Hal itu disampaikan Dino seusai menghadiri diskusi publik bertajuk Mid-Year Geopolitical and Economic Outlook 2026 di Sekretariat FPCI, Jakarta, Jumat (19/6/2026).
Menurut Dino, Indonesia memiliki peran diplomatik untuk mengingatkan seluruh pihak agar konsisten menjalankan isi kesepakatan yang telah disepakati.
"Jadi, kita Indonesia harus mendorong agar semua pihak itu sesuai dengan komitmennya," ujar Dino dilansir dari Antara, Jumat (19/6/2026).
Dino mengungkapkan dirinya masih terus memantau perkembangan implementasi nota kesepahaman (MoU) yang ditandatangani Iran dan AS. Menurutnya, penandatanganan dokumen perdamaian merupakan langkah awal, sementara tantangan sesungguhnya terletak pada pelaksanaan komitmen di lapangan.
"Saya melihat kemarin MoU sudah ditandatangani di Versailles. Saya masih terus melihat perkembangannya dan kita lihat implementasinya bagaimana," katanya.
Ia menegaskan keberhasilan sebuah perjanjian damai sangat bergantung pada kedisiplinan seluruh pihak dalam menjalankan setiap poin kesepakatan.
Dino mencontohkan sejumlah perjanjian terkait konflik di Gaza yang telah ditandatangani sebelumnya. Namun, dalam praktiknya, berbagai kesepakatan tersebut kerap mengalami pelanggaran sehingga tujuan perdamaian sulit tercapai.
Karena itu, ia menilai mekanisme pengawasan terhadap pelaksanaan perjanjian menjadi faktor penting agar kesepakatan tidak berhenti sebatas dokumen formal. Selain itu, Dino juga menyoroti meningkatnya tekanan dari komunitas internasional terhadap Israel seiring perkembangan situasi geopolitik di Timur Tengah.
"Alhamdulillah, sekarang yang tersudutkan adalah Israel, dan itu artinya ada suatu ganjaran bagi Israel," ujarnya.
Iran dan AS Sepakati Akhiri Konflik
Sebelumnya, pada Kamis dini hari (18/6/2026), Iran dan AS menandatangani nota kesepahaman (MoU) secara virtual untuk mengakhiri konflik militer yang telah berlangsung sejak 28 Februari 2026.
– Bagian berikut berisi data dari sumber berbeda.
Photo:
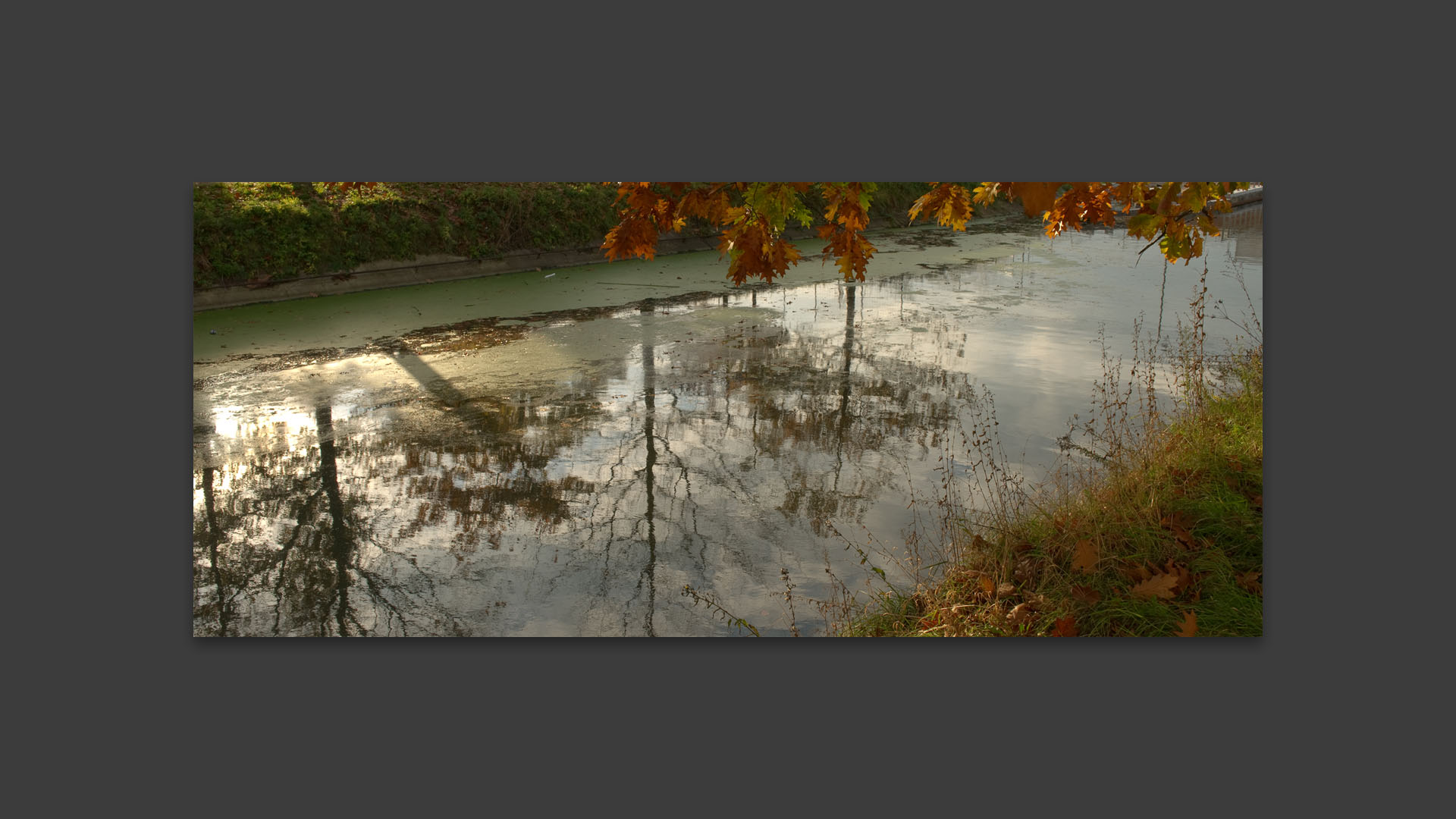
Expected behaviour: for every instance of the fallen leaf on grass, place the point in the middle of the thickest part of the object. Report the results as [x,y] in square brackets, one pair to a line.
[1181,573]
[1190,626]
[1085,557]
[1158,586]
Kesepakatan tersebut juga memuat komitmen AS untuk mencabut blokade angkatan laut dalam jangka waktu tertentu. Di sisi lain, Iran akan memulihkan aktivitas pelayaran di Selat Hormuz, salah satu jalur perdagangan energi paling strategis di dunia.
Dino berharap seluruh pihak dapat menjalankan isi kesepakatan secara konsisten sehingga perdamaian yang telah disepakati benar-benar mampu menciptakan stabilitas di kawasan Timur Tengah.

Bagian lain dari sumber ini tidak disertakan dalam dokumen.